Saya sangat yakin, sang sutradara terinspirasi oleh hadis di atas dan melalui scene pinggiran itu, coba mengkritik pamahaman "keras" dari hadis tersebut dengan memberikan gambaran ideal yang humanis. Di mana ada keseteraan antara wanita dan pria. Hebatnya, sang sutradara bukannya menegasikan dengan kasar (misal: sang istri menolak mentah-mentah dan suami menurut), tapi sentuhan yang benar-benar "pas" menurut saya. Ya, sebuah scenei yang mungkin bagi sebagian orang hanya dianggap sebagai pemanis dan canda tawa saja. Tapi bagi saya itu luar biasa.
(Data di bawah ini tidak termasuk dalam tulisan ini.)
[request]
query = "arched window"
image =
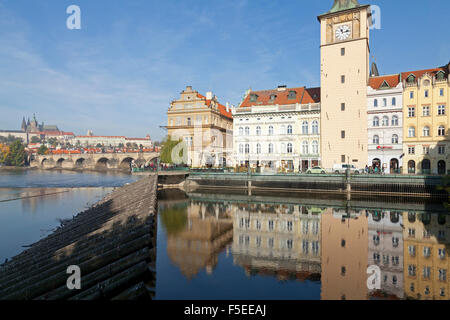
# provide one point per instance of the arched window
(315, 127)
(289, 129)
(394, 120)
(394, 139)
(305, 127)
(376, 139)
(315, 146)
(305, 147)
(289, 147)
(376, 122)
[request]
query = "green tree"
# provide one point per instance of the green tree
(16, 156)
(167, 148)
(42, 150)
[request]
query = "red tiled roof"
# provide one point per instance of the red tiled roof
(222, 109)
(303, 96)
(312, 95)
(420, 73)
(392, 81)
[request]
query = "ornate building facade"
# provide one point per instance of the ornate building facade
(385, 119)
(426, 119)
(278, 129)
(204, 125)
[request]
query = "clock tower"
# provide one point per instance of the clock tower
(345, 52)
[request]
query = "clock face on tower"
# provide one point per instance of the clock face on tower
(343, 32)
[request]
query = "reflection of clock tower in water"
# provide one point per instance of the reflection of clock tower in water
(344, 78)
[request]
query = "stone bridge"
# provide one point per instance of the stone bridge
(98, 161)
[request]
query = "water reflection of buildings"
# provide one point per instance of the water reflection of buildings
(344, 255)
(197, 246)
(281, 240)
(426, 262)
(386, 252)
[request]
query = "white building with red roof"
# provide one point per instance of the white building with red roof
(385, 123)
(278, 129)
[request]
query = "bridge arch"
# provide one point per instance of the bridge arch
(80, 163)
(59, 163)
(126, 163)
(102, 163)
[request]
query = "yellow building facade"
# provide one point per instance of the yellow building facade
(206, 127)
(344, 78)
(426, 118)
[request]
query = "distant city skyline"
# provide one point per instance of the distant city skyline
(119, 73)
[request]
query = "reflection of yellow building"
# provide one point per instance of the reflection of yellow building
(281, 240)
(426, 119)
(344, 256)
(204, 125)
(207, 233)
(426, 262)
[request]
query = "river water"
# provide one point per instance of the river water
(33, 202)
(267, 246)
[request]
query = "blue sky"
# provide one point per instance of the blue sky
(118, 74)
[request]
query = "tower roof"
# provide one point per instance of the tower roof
(341, 5)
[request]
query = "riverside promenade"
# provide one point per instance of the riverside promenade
(113, 243)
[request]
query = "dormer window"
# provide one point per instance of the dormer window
(411, 79)
(253, 97)
(440, 75)
(292, 95)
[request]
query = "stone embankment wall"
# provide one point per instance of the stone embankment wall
(113, 243)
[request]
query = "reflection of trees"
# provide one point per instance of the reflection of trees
(174, 219)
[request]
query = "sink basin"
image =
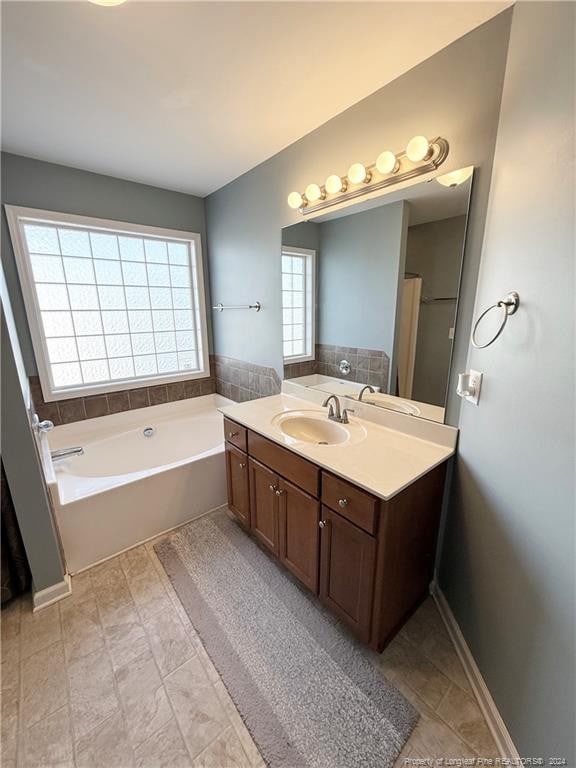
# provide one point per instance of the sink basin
(315, 428)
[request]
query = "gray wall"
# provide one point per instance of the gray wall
(455, 93)
(51, 187)
(305, 234)
(361, 259)
(434, 251)
(508, 563)
(21, 460)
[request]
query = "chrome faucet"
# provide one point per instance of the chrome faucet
(64, 453)
(334, 413)
(367, 387)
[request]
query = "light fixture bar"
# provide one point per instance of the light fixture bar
(439, 153)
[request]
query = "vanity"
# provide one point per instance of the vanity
(355, 520)
(351, 505)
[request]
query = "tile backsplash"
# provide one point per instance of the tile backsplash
(241, 381)
(368, 366)
(79, 408)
Demikianlah film My Name is Khan, sebuah film yang sebenarnya coba mengkomunikasi apa itu Islam kepada orang-orang non-Islam. Sarat atas unsur cinta damai dan bahkan liberalisme. Mungkin, bagi para penganut Islam konservatif agak kurang sreg. Misal isu Palestina-Israel yang dalam cerita ini dipinggirkan dan bahkan dianggap bisa menjadi salah satu sumber terorisme. Mau bagaimana lagi, inilah value yang coba diberikan. Tinggal bagaimana kita meresapinya...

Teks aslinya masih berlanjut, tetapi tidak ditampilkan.